SJ: ... Higher ed. is the single largest component of the budget that is 100 percent discretionary on the part of the legislature. And it is one of the few components of the budget in which the legislature can allow the institutions to offset either budget cuts or future growth by simply passing it on to students as tuition, instead of either giving any money-or they could cut the budget and say, "We're going to let you raise tuition in order to keep the institution whole." ... If C & D don't pass, it creates this very large budget gap, assuming the numbers from the Office of State Planning & Budgeting are correct. We have been told by CCHE and by the Joint Budgeting Committee that if it doesn't pass, the reductions to higher ed. could be as high as 50 to 60 percent of the current state support. And we've been asked specifically by CCHE ... to go through and see what would be the impact of a 10, 25, and 50 percent budget reduction. We will actually have that policy discussion at the board meeting; we're going to walk through to show you what that impact will be ...
CW: What do you see as your role of president being with regard to the student body?
SJ: I see ... my responsibility to help assure they get a quality education and that's really where I'm trying to focus my efforts.
PS: What role do you see students taking in decision-making processes on campus, especially regarding the provost search?

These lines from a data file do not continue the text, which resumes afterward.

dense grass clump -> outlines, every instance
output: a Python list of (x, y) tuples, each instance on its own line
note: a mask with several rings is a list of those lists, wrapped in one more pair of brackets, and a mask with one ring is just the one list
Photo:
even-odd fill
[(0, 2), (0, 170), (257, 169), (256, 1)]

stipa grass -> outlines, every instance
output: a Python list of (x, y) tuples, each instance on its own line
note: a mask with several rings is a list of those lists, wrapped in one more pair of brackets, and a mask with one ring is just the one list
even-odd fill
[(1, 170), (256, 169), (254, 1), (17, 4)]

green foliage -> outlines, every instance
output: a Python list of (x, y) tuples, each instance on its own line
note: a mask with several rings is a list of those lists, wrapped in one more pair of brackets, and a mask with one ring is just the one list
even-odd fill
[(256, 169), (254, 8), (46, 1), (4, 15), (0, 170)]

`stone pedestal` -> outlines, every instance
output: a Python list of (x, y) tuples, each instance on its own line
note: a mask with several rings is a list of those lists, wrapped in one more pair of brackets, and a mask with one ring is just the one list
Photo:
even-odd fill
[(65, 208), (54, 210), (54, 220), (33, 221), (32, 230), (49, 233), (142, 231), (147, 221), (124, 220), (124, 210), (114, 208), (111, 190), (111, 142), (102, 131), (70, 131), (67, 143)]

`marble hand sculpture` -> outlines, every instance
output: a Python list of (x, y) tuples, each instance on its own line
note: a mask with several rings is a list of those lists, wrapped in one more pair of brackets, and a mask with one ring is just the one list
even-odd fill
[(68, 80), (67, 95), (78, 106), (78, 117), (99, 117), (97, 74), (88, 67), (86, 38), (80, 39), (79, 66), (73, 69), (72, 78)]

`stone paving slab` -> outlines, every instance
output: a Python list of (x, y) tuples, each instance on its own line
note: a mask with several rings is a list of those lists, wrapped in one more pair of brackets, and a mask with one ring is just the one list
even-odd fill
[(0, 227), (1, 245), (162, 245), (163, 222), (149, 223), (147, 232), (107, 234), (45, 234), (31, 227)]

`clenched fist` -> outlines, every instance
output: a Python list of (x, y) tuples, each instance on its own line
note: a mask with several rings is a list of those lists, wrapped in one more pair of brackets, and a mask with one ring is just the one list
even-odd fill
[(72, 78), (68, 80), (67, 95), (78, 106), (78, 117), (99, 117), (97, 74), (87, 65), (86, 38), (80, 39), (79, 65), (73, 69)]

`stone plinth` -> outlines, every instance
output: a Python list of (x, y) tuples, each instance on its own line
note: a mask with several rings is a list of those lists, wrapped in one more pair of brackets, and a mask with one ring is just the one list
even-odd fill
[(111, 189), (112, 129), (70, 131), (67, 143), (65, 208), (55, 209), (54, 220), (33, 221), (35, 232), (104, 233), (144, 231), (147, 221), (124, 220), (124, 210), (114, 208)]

SJ: Well, as you notice, I've already appointed a student on the provost search committee and ... I've honored my commitment to have the student body president, even though it's the current interim president, be on the cabinet and participate in all those conversations. I think we're involving students in the other searches that are going on. We're creating processes through which student input can go into each and every one of those. I've said, with respect to the cabinet, one of your responsibilities in sitting at the table is to make sure as we're discussing these things that there's a flow, that you're getting information back to your constituents and then bringing decisions back up to us ... I think that you've got a student trustee on the one side ... a student at the cabinet level and that we're trying to pull students ... into a lot of the decisions that we're making. I think the opportunities for students to participate in decision-making are pretty broad, truthfully.
CW: You talk about Metro becoming the preeminent public, urban, baccalaureate college in the country ... Do you think this concept is compatible with our open admissions policy, and if not, is it something you would consider changing? What does a "college of opportunity" mean to you?
SJ: I don't think that concept is inconsistent with the open admissions. I think there are some reasons to reexamine current implementation of open admissions ... We need to have an honest discussion about what it means to be a college of opportunity ... There's a difference between the opportunity to succeed and the opportunity to fail. If we simply open the doors to the college to individuals, and don't put around them the services that are necessary to allow them to succeed, then we haven't done them one favor at all ... I am absolutely committed to our being an institution of opportunity, if what we mean is, we're going to open the doors to students and we're going to do everything in our power to see that that student graduates from this institution and has a real chance at a meaningful career.